横溝:すごいですね…。アカツキさんのような企業が増えると、日本のIT産業のレベルがもっと高まると思います。

少し違った側面から質問をしたいのですが、上場企業として、オープンソースへの取り組みに関しては何らかのリスク管理などはされているのでしょうか?

湯前:最低限のセーフティーネットは敷いています。法務と話をして、「バグ改修などであれば、特許侵害にはなり得ないよね」「既存のソフトウェアの使い勝手を改善したくらいなら、侵害にはならないよね」などとすり合わせたり。

ただ基本はアカツキとしてではなく、個人として出してもらっているので、裁量に任されているイメージです。個人として活動してもらっているからこそ、その人の成果になりますし、会社の評価に縛られずに活動出来るのはメリットだと感じています。

関山:会社によっては、「個人で勝手に取り組まれてしまうと、ガバナンスが効かないから困る」「プレゼンスを上げるためにも、むしろ会社として取り組みたい」といったケースもあります。会社のポリシーや、オープンソース推進の目的を鑑みて、バランス良く関わり方を決めなければいけません。

「やりたい」気持ちで成り立っている。オープンソースコミュニティの、さらなる拡大に向けた課題とは?

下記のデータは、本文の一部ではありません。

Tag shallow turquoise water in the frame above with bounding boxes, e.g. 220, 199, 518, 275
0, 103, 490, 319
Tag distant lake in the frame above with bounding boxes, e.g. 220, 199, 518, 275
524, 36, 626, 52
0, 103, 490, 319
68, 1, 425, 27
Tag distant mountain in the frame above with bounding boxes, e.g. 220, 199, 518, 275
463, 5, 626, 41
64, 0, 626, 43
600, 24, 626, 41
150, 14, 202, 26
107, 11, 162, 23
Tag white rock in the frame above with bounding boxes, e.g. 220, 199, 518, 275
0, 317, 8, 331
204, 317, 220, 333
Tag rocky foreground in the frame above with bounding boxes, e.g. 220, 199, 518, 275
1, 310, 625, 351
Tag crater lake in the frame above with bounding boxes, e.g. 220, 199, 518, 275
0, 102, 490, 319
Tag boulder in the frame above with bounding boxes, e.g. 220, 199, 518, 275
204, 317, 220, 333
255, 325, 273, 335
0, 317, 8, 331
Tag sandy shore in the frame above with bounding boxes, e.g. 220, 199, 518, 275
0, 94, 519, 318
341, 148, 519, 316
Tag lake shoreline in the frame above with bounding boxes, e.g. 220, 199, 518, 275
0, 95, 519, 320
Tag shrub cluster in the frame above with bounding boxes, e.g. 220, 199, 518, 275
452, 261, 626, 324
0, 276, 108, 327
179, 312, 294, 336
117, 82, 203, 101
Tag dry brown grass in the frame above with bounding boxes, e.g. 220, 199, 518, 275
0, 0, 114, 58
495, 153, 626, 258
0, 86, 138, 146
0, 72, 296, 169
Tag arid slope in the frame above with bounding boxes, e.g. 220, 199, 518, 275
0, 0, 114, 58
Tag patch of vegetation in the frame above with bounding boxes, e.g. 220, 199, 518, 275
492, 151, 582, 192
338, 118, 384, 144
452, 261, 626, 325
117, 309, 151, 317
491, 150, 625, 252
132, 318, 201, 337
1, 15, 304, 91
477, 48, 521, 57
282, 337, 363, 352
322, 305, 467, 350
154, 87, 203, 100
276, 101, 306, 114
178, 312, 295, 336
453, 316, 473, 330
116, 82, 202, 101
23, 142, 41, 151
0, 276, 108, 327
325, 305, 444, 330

横溝:BoostIOは3年ほど前から「Boostnote 」や「Prismy」といったオープンソース開発に取り組んできましたが、持続可能性やメンテナンスの引き継ぎなど、さまざまな課題が見えてきました。お二人の考える、オープンソースコミュニティの素晴らしさ、そして課題について教えていただけますか?

湯前:オープンソースは、「やりたい」気持ちで成り立っている点が素敵だと思います。誰かの指示ではなく、自分たちが使っていくうえで感じた「もっと機能を追加したい」「クオリティを上げたい」「メンテナンスが悪くなりそうだから、クリーンアップしたい」といった気持ちを、みんなで実現していくのは素晴らしいですよね。

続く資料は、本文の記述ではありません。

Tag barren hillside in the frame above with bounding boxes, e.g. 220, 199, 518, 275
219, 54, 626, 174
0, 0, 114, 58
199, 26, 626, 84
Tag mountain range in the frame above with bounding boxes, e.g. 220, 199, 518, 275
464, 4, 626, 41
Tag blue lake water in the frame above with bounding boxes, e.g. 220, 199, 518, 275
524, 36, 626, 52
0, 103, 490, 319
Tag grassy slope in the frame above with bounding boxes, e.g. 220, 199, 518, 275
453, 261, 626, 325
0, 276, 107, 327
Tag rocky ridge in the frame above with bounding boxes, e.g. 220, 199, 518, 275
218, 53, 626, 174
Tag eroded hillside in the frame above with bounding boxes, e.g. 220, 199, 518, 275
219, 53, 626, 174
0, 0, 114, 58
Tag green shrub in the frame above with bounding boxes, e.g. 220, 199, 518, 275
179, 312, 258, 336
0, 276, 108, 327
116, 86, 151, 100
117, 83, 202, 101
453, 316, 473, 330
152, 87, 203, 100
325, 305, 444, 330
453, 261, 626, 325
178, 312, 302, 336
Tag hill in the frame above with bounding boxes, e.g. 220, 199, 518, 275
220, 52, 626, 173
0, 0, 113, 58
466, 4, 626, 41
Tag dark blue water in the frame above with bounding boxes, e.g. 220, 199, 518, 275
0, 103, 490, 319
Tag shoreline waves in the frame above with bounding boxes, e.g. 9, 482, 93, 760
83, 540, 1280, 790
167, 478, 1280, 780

湯前:一方で、誰の指示も受けないがゆえに、メンテナンスが不足すると使われなくなってしまう点は課題に感じています。更新頻度が高いと不安定に見えるかもしれませんが、駒の回転が止まると安定が崩れるのと同じように、動きが止まってしまう方が不安定になります。「最後の更新が3年前」といった状況だと、誰も使わなくなってしまう。一度止まってしまうと二度と進むことはない、もしくは誰かがひっそりとメンテナンスせずに使うことになってしまうのは、非常にもったいないと思います。

関山:メリットは果てしなく大きいですよね。そもそも我々が作っているプロダクトは、オープンソースがないと絶対に成り立たないですし、もはやオープンソースなしの世界は考えられません。また人びとの善意で出来上がっている点も素晴らしいです。

ただし速度についていくことが求められる世界ゆえに、メンテナンスに飽きてしまうとプロジェクトが止まってしまうのは、課題だと思っています。たとえばRubyでプログラムを書いていたとして、Rubyがアップデートされた瞬間、その更新に追従するコストが発生します。「止まった時点で終わり」の世界を属人的に維持していくのは限界があるので、継続性を担保するための方法は考えていかなければいけません。

横溝:本当におっしゃる通りです。バージョンが変わったりする度に学び続けないといけないのは大変ですよね。その点が面白くもあるのですが。

それほどキャッチアップが大変であるにも関わらず、オープンソース開発者はまだまだ企業内で適正に評価されていないと感じています。評価を高めるために、企業はどう変わっていくべきだと思いますか?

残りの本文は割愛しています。